Resale prices of private homes rebound in May (ST, 1 July 2014)
Resale prices of private homes staged a surprise rebound in May over April, reversing a nine-month decline, but experts say to keep the bubbly on hold. They warn that investors remain wary, and the unexpected price bounce does not signal a sustained recovery. Overall resale prices climbed 0.8 per cent from April to May, according to Singapore Residential Price Index flash estimates out one day earlier. They had fallen 1 percent from March to April as new launches drew buyers away from completed homes. Consultants recently said May’s price rise could have just been a blip, pointing out that the resale market largely remained stagnant. Resale prices are likely to have fallen or stayed flat from May to June, they added.
HDB resale prices dip 0.6% in June to hit a two-year low (BT, 11 July 2014)
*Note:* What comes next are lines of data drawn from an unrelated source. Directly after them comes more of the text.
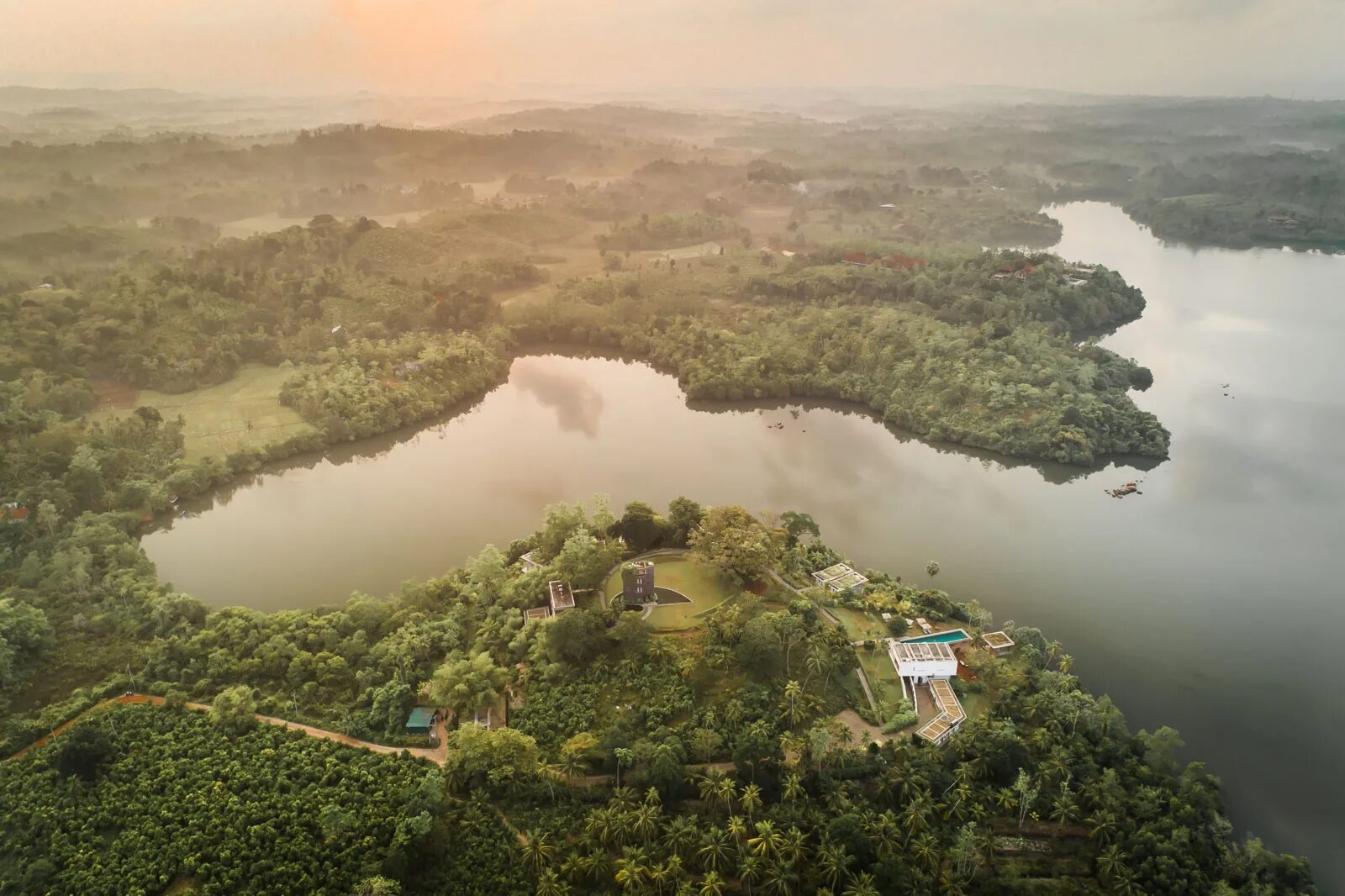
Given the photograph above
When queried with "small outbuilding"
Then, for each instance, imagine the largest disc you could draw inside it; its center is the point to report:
(638, 582)
(562, 596)
(840, 577)
(423, 720)
(997, 642)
HDB resale prices continued to slip for the fifth consecutive month, registering a 0.6 percent dip in June from May and marking a fresh two-year low since April 2012. This translates to a 6.1 per cent drop from a year ago and a 3 percent fall year-to-date, going by data from the Singapore Real Estate Exchange (SRX), which looks at pre-caveat resale transactions and unit rental information. Softness in resale prices last month was seen in three, four and five-room resale flats. Resale prices for HDB executive flats, however, rebounded with a 1.3 per cent month-on-month increase in June. Property consultants are expecting HDB resale prices to soften by up to 8 percent over the whole of this year.
Government Land Sales
Sembawang EC tender result reflects softer market (BT, 11 July 2014)
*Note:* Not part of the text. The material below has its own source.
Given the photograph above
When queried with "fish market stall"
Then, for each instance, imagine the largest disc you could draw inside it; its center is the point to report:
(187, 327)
A state tender for an executive condominium (EC) site in Sembawang Avenue has drawn just four bids, reflecting the soft sentiment for ECs following December’s introduction of a mortgage service ratio cap for EC purchases from developers. The top bid of $320.11 per square foot per plot ratio (psf ppr) is lower than the $350 psf ppr that another EC site in Sembawang fetched at a tender in January. In fact, the earlier site, a long Canberra Drive, is further from Sembawang MRT Station and it drew six bids. The top bid at 10th July’s tender closing is from a tie-up between units of Frasers Centrepoint and Keong Hong Holdings.